SUNY Oswego officially has its own band of Village people on campus.
The Village, Oswego’s highly anticipated townhouse-style complex for students, opened this semester to the immense excitement of its first 348 residents.
The Village houses students in four- and six-person townhouses in a complex just south of Glimmerglass Lagoon. Featuring a full kitchen, furnished living room and laundry unit in each house and a large commons building for leisure and studying, the Village townhouse complex boasts a plethora of luxuries not available in typical residence halls.
“Having a dishwasher and all the amenities of a fully furnished house
really makes living here great,” Colleen Cessna ’12 said. “We have our own rooms and a commons area that is practically private to just us in the Village.”
“The brand new facilities are really the best part,” Katherine Grzesik ’11 said. “The houses are so nice and so different than living in the residence halls.”
The close proximity to other students has also been a hit among Village residents. When asked about the best part of living in the complex, Leslie Look ’12 said “the neighbors. They are all so great and fun.”
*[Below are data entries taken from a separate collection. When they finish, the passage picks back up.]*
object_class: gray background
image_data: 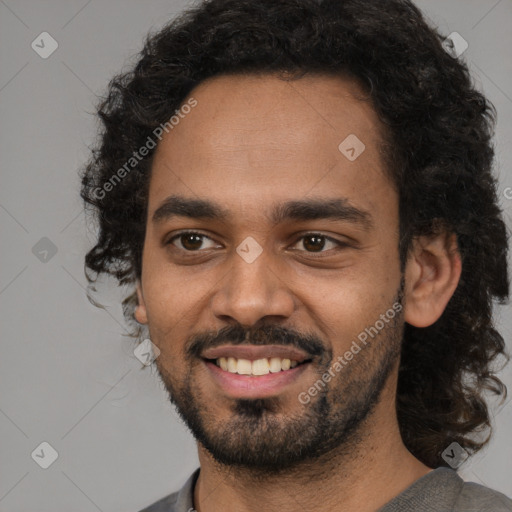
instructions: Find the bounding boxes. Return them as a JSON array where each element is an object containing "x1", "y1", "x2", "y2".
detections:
[{"x1": 0, "y1": 1, "x2": 511, "y2": 510}]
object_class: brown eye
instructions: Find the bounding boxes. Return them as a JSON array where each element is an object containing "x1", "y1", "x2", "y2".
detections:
[
  {"x1": 293, "y1": 234, "x2": 342, "y2": 253},
  {"x1": 180, "y1": 233, "x2": 204, "y2": 250},
  {"x1": 302, "y1": 235, "x2": 326, "y2": 252},
  {"x1": 168, "y1": 232, "x2": 217, "y2": 251}
]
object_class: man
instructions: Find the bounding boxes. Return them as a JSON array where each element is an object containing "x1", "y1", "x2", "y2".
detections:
[{"x1": 81, "y1": 0, "x2": 512, "y2": 510}]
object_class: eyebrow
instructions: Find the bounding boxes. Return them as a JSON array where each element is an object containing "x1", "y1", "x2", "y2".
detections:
[{"x1": 152, "y1": 194, "x2": 374, "y2": 231}]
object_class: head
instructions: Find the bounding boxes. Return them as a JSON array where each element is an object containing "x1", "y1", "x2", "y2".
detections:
[{"x1": 81, "y1": 0, "x2": 509, "y2": 470}]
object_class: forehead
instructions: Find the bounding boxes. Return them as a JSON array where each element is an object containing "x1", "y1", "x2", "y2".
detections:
[{"x1": 148, "y1": 72, "x2": 395, "y2": 225}]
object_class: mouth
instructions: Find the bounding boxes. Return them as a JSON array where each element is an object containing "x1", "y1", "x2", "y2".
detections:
[
  {"x1": 200, "y1": 345, "x2": 314, "y2": 399},
  {"x1": 204, "y1": 356, "x2": 312, "y2": 375}
]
Kimberly Allen ’10 agreed. “It’s just nice to have the company around,” she said.
Many students have also come to love the off-campus feel that the Village provides, while still being within walking distance to classes and other campus activities.
“It’s nice that we are still so close to campus and yet the Village still has a regular house feeling to it,” Jason Johnson ’12 said.
“I felt that living off campus would be like living at home,” Chris McPherson ’12 said. “Living in the Village is a mixture. I have the freedom of living on my own without having to worry about things like rent and utilities.”
Calling the Village another component in the college’s focus on learner centeredness, Oswego President Deborah F. Stanley said, “The Village provides an environment that allows students to take learning deep within them, build a family around their learning experience, and gain more from the experience.”
Residence Life and Housing Director Rick Kolenda said the completion of the Village is a reflection of the collective efforts from a variety of different groups, including architects, construction crews, administrative planning and student focus groups. The final product is something of which the entire college should be proud, he said.
“You have the flagship student building project in the state of New York, if not the Northeast,” Edward McGraw of Ashley McGraw Architects said during the Village dedication Sept. 17.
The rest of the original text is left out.